Figure 1: Body parts for dermal exposure measurement by absorbent patch

 

Patches are usually made from surgical gauze, cotton gauze, clothing material, polyester-cotton cloth, absorbent paper, and polyurethane foam. These patches should be backed by an impervious material such as aluminum or plastic foil to reduce the potential of contamination of the patches by materials on the skin or clothing, and to prevent seepage of the contamination through the patch to the skin or clothing. The typical thickness for the patches is approximately 1 mm. The most commonly used patch size is 10×10 cm2.9 Using smaller patches generally fails to provide representative exposure data and should be avoided. A complete set of patches for each exposure period usually consists of 10–12 patches on the locations depicted in Figure 1. The number of patches used per worker varies from protocol to protocol. Organization for Economic Cooperation and Development (OECD) recommends the use of 13 patches covering 8% of body surface,10 whereas the protocol of the World Health Organization (WHO) relies on six patches covering 3% of body area.12

Glove method: Gloves provide a technique for monitoring dermal hand exposure. Several light absorbent cloth gloves are commercially available. They can be used in place of, underneath or on top of the protective gloves. Physical durability of the sampling gloves is important; they should be capable of withstanding the mechanical forces exerted during the routine activities of the worker. Gloves should not become saturated, and they should be replaced if soaked. Participants are required to wash their hands in an appropriate solvent to remove background contaminants before wearing the sampling gloves. In the case of using protective gloves in work, sampling gloves should be worn underneath. Considerations should be given to avoid cross contamination. For example subjects should turn inside out from both hands, and then place the gloves into storage container. As with all dosimeters, gloves need to be pretested to ensure that they do not contain materials that might interfere with the contaminant under study.13

Whole body method: A whole body dosimeter, which is usually a type of clothing (including socks) is used for monitoring total dermal exposure. It should be made of suitable absorbent materials such as cotton or cotton/polyester.12 Standard whole body dosimeters that are commercially available include white cotton socks, long-sleeved cotton T-shirts, and thermal underwear bottoms and tops. After exposure, dosimeters should be removed and sectioned for storage, extraction, and analysis. This procedure may be more suitable for liquids than dry contaminants, since powders may be lost in handling. Workers are required to wear whole body dosimeters underneath their normal work clothing to simulate the absorptive surfaces of bare skin protected by normal work clothing. As a result, work clothing may have the role of a potential source of cross contamination.14

Depending on the amount of contamination, whole body dosimeters are at least sectioned into arms, torso and legs. Whole-body suits seem to give more reliable data than patches. However, both techniques have their advantages and disadvantages (Table 1).

 

Table 1: Advantages and disadvantages of dermal exposure measurement methods

Method

Advantages

Disadvantages

Patch method

Easy to use, low cost

Cab be used to assess local effects and the effectiveness of personal protective equipment (PPE).

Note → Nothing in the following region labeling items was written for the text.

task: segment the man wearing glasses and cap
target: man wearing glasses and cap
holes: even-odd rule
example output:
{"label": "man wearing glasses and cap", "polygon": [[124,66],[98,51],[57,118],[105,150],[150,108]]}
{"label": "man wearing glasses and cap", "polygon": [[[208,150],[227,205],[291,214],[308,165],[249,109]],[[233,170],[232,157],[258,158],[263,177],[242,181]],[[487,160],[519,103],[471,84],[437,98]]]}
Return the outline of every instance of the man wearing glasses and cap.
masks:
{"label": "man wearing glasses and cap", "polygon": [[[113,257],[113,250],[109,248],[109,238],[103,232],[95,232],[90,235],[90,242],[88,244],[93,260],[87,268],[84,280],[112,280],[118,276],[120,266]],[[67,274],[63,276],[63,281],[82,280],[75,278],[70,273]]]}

The dosimeter is backed with a protective impermeable layer.

Extrapolation from patch to body area needs to be made.

Assumption of uniform distribution for contaminant

Adherence of the contaminant to the patch and real skin may differ.

Glove method

More applicable

Simple to use

It measures the loading available at the time of sampling.

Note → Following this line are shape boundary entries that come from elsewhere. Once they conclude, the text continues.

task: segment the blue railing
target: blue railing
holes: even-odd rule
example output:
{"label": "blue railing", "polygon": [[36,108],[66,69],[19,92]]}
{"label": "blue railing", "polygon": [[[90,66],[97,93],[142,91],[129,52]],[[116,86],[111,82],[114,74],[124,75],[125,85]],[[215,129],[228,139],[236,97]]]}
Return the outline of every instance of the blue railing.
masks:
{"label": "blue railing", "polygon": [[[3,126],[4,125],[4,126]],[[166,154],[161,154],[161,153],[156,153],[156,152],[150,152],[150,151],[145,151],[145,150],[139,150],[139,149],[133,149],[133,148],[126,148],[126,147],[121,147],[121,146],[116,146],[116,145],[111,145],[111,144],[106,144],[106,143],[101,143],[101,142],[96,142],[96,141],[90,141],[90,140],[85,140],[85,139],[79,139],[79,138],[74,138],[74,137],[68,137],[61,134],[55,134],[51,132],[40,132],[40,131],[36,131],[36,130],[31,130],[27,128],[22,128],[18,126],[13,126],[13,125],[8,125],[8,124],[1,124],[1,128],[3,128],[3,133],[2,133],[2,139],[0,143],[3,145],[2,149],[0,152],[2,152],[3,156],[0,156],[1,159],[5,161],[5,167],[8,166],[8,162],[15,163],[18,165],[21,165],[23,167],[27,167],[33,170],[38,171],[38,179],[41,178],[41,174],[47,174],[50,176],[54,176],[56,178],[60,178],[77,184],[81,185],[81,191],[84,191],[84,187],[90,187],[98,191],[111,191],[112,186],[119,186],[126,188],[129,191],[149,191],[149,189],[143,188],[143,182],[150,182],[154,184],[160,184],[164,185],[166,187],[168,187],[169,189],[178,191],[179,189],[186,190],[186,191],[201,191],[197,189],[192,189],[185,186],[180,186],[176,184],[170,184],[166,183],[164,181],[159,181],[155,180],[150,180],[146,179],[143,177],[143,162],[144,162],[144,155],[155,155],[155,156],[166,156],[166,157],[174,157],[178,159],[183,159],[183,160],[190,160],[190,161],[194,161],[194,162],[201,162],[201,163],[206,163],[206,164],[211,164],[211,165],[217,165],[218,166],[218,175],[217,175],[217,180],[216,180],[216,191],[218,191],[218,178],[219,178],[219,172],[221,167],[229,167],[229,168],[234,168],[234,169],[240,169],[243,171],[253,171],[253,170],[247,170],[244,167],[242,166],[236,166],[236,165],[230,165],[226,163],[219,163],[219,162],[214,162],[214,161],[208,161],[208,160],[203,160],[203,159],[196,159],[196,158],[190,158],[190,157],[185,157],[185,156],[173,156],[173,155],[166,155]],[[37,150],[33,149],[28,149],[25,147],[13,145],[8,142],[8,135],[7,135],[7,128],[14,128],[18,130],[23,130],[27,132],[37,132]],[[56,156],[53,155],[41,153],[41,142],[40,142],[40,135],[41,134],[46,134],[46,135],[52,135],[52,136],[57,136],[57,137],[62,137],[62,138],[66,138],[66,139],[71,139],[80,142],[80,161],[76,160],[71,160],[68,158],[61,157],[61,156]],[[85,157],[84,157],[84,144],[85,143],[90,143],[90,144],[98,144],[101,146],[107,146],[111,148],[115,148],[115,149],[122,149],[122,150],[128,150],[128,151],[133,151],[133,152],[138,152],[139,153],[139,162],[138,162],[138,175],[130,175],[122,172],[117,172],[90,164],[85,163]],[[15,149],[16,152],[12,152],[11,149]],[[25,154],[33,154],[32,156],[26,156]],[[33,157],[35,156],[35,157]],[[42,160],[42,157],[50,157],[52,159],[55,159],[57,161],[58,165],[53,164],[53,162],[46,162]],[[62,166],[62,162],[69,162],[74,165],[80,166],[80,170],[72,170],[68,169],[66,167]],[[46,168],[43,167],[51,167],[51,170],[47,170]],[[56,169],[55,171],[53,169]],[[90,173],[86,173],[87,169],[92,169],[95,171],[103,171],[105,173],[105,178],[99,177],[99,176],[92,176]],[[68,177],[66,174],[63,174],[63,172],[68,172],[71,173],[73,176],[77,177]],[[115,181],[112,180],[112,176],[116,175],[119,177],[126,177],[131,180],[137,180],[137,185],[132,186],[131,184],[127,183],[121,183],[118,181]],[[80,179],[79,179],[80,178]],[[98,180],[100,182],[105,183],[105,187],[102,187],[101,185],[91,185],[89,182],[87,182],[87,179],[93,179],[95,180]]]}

Its application is limited to the hands.

Whole body suits

It overcomes the problem posed by the assumption of uniform deposition in patch method.

There is no need to extrapolate from patches to larger body regions.

It can be used concurrently with biological monitoring to measure absorbed dose.

It is less likely to miss areas of body where exposure may occur.

Expensive analysis.

It requires large volume of solvent for extraction of the chemical.

Due to the lack of an impermeable backing layer chemicals may penetrate through.

Hand washing

Simple to use

Low cost

Some solutions may be hazardous to the hands.

It is limited for repeated sampling.

It does not recover residues absorbed into the skin.

Limited use when the substance is highly volatile or rapidly absorbed by the skin.

Removal efficiency varies depending on loading, time of sampling, number and duration of hand washings.

It is not applicable for whole body measurement.

There are uncertainties in the removal efficiency.

Wiping

It can be used to take samples from the skin, work surfaces and work tools.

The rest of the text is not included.